As the SWF movie sets up its Javascript external interface it tries to access window[id]. Since this doesn't exist, it fails.

If I apply the workaround mentioned above and populate window[id] with the DOM element that's being replaced by embedSwf it still fails beacuse it's trying to call Flash specific methods on a div DOM element rather than an object DOM element.

I find it amazing that this problem hasn't been fixed since Flash 8 and IE6!

+2  A: 

hi brotchie

i'm not sure where you're having a problem. ExternalInterface and SWFObject work in IE6/7/8 just fine. See this example (explanations for the example are here)

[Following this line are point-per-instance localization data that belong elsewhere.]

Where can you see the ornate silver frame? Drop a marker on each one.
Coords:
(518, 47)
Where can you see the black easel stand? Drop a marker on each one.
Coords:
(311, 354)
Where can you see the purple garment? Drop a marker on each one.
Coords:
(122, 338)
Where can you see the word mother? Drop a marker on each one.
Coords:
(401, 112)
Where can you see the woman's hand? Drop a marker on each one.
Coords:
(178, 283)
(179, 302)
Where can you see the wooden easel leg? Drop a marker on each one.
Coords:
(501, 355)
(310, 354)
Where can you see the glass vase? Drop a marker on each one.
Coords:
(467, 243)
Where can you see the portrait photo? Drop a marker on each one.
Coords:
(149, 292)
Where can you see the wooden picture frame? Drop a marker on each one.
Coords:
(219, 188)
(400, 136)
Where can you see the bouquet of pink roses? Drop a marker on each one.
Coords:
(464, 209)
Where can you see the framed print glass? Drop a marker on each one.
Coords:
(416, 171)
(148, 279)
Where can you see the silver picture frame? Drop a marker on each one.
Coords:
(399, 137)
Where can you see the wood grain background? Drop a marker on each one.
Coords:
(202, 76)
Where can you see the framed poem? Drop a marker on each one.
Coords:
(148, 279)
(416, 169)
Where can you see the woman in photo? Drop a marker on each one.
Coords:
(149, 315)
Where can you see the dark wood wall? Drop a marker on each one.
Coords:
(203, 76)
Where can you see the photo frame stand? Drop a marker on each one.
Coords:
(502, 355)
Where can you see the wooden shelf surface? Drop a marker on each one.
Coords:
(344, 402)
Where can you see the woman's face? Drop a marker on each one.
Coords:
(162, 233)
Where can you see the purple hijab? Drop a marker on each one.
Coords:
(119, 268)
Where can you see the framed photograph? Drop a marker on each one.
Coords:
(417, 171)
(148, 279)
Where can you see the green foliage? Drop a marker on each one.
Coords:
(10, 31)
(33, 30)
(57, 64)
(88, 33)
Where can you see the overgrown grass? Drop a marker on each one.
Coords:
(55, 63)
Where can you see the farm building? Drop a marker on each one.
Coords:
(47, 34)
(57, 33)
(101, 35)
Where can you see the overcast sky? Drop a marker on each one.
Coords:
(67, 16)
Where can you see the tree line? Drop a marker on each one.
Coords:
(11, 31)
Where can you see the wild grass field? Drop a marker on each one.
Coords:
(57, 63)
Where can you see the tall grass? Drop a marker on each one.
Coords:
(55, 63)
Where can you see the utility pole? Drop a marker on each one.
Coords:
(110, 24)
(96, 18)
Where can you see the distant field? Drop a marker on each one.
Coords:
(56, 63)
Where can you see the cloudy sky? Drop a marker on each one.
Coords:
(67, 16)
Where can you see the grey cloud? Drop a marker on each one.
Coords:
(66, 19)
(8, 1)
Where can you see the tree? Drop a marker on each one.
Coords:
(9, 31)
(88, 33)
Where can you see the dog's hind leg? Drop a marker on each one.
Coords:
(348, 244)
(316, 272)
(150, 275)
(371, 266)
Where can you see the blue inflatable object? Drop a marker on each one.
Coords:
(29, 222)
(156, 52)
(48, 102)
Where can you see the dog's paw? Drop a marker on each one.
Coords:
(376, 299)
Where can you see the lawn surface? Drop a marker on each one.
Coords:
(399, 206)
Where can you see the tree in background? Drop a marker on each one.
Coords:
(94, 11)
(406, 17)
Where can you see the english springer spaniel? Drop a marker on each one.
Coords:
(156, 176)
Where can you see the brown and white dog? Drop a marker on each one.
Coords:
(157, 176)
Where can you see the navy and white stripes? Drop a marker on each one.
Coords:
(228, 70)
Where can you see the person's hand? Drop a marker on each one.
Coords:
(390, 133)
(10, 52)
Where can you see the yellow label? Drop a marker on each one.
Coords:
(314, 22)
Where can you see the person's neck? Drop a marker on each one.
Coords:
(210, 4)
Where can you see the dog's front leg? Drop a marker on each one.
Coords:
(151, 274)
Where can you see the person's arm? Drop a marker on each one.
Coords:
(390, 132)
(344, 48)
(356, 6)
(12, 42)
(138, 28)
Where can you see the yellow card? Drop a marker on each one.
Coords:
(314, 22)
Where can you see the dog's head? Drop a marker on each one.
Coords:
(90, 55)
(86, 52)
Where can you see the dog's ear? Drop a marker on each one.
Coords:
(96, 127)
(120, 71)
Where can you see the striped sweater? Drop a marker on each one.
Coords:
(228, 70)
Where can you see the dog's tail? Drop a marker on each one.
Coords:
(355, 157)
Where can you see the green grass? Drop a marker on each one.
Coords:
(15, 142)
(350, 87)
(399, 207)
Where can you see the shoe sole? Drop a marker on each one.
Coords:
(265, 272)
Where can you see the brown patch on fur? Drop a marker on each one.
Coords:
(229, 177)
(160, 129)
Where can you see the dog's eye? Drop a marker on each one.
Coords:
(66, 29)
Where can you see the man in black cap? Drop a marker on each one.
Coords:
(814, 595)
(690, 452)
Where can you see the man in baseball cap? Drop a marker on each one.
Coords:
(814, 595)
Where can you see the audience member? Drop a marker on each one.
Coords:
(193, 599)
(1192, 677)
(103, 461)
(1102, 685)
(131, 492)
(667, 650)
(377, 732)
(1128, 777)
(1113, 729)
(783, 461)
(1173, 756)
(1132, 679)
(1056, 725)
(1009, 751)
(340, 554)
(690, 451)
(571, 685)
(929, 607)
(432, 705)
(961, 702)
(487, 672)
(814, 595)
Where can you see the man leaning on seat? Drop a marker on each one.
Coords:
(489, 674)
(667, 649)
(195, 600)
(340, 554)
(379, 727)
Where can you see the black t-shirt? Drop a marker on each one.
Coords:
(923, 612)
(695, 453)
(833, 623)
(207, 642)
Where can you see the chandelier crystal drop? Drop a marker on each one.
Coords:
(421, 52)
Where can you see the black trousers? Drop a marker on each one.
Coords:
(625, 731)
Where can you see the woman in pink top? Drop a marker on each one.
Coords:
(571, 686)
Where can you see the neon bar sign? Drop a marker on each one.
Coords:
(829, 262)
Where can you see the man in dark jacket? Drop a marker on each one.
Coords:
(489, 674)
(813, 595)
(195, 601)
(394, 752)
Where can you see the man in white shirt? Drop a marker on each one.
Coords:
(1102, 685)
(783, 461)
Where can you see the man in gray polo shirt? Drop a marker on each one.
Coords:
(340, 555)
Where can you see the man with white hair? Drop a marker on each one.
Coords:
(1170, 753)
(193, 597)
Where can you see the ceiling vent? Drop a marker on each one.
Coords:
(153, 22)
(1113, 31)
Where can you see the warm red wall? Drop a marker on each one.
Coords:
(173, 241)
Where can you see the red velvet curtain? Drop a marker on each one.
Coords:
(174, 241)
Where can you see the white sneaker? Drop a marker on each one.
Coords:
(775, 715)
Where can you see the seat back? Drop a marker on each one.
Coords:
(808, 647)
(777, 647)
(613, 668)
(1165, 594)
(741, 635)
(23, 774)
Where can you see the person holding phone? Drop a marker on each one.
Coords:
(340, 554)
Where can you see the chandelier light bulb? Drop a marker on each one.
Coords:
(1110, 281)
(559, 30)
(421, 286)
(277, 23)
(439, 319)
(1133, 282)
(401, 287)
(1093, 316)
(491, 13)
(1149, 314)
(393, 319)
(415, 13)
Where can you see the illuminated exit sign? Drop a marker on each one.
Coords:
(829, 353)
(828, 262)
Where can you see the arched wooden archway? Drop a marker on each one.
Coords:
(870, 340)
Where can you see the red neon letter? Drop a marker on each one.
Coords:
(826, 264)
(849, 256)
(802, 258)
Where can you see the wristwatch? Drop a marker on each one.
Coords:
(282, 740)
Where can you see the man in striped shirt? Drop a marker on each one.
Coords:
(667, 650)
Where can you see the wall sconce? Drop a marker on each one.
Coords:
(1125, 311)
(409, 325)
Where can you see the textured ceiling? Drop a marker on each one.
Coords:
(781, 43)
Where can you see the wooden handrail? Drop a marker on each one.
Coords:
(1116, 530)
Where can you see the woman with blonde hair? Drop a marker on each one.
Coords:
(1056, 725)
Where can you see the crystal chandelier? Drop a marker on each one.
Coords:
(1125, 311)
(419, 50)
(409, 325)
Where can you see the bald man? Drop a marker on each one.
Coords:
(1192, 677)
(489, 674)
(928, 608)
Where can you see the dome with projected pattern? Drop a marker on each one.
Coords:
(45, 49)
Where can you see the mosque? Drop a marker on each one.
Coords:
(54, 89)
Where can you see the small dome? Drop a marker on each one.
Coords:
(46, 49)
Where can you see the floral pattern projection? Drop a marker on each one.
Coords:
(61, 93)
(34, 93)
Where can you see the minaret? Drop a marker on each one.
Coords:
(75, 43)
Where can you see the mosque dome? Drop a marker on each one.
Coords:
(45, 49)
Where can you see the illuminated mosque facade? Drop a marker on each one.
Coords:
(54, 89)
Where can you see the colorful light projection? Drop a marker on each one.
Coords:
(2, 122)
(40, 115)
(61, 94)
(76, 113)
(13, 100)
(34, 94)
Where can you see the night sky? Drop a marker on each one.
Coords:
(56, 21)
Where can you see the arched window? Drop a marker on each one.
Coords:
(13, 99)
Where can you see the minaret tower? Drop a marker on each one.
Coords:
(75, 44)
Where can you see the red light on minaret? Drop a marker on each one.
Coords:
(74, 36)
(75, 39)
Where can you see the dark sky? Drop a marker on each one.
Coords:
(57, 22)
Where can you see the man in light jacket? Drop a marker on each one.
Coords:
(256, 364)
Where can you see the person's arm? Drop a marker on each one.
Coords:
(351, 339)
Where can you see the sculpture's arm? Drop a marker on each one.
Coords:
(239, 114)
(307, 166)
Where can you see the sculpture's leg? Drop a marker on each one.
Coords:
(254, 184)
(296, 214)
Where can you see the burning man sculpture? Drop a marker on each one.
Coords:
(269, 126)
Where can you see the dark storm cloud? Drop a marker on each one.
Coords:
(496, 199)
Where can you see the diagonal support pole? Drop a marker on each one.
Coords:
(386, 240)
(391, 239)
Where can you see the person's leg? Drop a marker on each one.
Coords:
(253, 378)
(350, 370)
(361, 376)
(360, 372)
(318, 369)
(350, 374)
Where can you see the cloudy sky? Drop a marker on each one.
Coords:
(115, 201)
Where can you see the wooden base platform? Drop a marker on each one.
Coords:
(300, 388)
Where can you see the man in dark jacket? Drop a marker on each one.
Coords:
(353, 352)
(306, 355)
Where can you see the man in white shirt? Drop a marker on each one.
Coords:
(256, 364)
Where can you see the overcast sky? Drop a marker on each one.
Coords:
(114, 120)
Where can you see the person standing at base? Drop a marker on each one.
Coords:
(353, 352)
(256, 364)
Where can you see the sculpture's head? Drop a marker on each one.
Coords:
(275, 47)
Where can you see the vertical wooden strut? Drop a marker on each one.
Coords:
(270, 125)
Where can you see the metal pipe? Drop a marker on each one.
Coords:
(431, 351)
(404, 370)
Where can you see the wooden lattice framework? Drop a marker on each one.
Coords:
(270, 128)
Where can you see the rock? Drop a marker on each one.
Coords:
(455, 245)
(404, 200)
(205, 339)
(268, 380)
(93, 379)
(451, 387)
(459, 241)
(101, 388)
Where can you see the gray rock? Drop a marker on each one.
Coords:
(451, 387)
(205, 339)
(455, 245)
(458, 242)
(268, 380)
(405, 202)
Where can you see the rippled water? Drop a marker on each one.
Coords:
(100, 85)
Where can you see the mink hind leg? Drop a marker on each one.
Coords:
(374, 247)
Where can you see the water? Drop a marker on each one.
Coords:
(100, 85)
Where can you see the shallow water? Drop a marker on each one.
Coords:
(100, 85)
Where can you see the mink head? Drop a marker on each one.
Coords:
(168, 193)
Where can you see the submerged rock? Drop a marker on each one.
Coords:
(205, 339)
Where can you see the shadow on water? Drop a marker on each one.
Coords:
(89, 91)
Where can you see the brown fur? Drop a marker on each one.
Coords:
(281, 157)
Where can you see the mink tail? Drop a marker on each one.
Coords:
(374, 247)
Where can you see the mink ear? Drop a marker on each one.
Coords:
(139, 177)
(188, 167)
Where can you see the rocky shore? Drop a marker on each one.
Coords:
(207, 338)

when you say 'embed a swf in a form', what exactly are you trying to do? if you're embedding the swf into a div, it shouldn't matter whether the div is in a form or anywhere else in the body.

here's an example of a SWF in a form

as for window[id], that's a deprecated approach and should be replaced by document.getElementById(id). a lot of old Flash tutorials/documentation say to use window[id] when working with ExternalInterface, but that advice is safe to ignore now that every major browser supports the W3C standard document.getElementbyId. This includes IE6/7/8, Firefox, Safari/Webkit, Opera, etc.

As far as the element existing before trying to find it, that's a timing issue. SWFObject embeds the SWF at domready/onload, which means you shouldn't try to invoke ExternalInterface until after the SWF has loaded. You can do this by placing whatever code you're writing in a domready function:

swfobject.addDomLoadEvent(function (){
  //safe to execute code on your embedded SWF in here
});

SWFObject 2.2 has a new callback feature that lets you invoke a function as soon as the SWF has been embedded. Bobby Van der Sluis has an example you can 'view source' on. The SWFObject API documentation covers its usage.